On Thursday, CIA Director George Tenet says intelligence analysts gave the White House an objective view of the threat posed by Iraq, but didn't address the question of how the Bush administration presented that information to the American public.

The question of whether intelligence was manipulated has deeply divided the Senate Intelligence Committee, which is completing its own inquiry.

Committee members reviewed a classified draft report Thursday that is believed to be critical of U.S. intelligence agencies' work. But Democrats have said the inquiry was too narrow because it didn't examine how the administration used the intelligence. Both parties have accused each other of trying to use the investigation for political purposes.

In a forceful defense of prewar intelligence in a speech at Georgetown University on Thursday, Tenet said the analyses were reasonable given the information available to the United States and other nations.

"Based on an assessment of the data we collected over the past 10 years, it would have been difficult for analysts to come to any different conclusions than the ones reached in October of 2002," when a comprehensive intelligence estimate was prepared.

Agreeing with Kay that political pressure was not a factor, Tenet said, "No one told us what to say or how to say it." He also didn't rule out that weapons still could be found.

But Tenet added that analysts "never said there was an imminent threat," Tenet said. "Rather, they painted an objective assessment for our policy makers of a brutal dictator who was continuing his efforts to deceive and build programs that might constantly surprise us and threaten our interests."
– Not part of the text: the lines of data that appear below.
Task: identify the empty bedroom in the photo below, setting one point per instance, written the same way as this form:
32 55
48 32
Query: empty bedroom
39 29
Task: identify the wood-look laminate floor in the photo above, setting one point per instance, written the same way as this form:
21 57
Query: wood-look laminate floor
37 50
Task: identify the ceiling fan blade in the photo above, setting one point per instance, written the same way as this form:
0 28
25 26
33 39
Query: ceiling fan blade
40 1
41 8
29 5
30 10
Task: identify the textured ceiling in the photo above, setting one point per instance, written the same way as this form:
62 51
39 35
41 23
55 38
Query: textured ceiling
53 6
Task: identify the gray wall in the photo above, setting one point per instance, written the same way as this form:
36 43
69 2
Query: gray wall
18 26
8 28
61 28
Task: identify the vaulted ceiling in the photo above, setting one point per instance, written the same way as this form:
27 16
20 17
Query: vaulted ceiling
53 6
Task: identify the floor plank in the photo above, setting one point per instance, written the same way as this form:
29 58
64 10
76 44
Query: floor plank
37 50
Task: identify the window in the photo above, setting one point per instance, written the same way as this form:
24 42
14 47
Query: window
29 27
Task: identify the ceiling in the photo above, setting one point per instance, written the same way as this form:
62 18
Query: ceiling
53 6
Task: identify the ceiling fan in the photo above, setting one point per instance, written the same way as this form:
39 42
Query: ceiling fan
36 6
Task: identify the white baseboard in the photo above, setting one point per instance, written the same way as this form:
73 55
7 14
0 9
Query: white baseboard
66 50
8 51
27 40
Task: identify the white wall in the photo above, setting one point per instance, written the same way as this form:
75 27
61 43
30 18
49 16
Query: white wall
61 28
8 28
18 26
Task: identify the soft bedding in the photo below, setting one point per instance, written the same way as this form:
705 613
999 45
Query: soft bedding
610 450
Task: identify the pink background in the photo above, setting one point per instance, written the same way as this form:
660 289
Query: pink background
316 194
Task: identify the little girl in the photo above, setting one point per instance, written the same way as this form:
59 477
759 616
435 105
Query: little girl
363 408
Before the war, Mr. Bush and his senior advisers made clear they viewed the threat from Saddam as urgent. On Sept. 13, 2002, Mr. Bush said of Saddam, "He's a threat we must deal with as quickly as possible." The next month, he said "the danger is already significant and it only grows worse with time."

White House aides have pointed out that Mr. Bush, while he cited the urgency of stopping Saddam, never called the threat "imminent." But if the threat wasn't imminent, why the move to war while U.N. inspections were still under way?

Speaking in Charleston, S.C., Mr. Bush defended the decision to go to war.

"Knowing what I knew then and knowing what I know today, America did the right thing in Iraq," the president said.

But Democratic presidential candidates said Tenet's speech showed that Mr. Bush misled Americans.

Democratic front-runner Sen. John Kerry of Massachusetts said Mr. Bush and other officials "were playing politics with our national security." Retired Gen. Wesley Clark said, "The question now is: What did (Bush) know at the time?"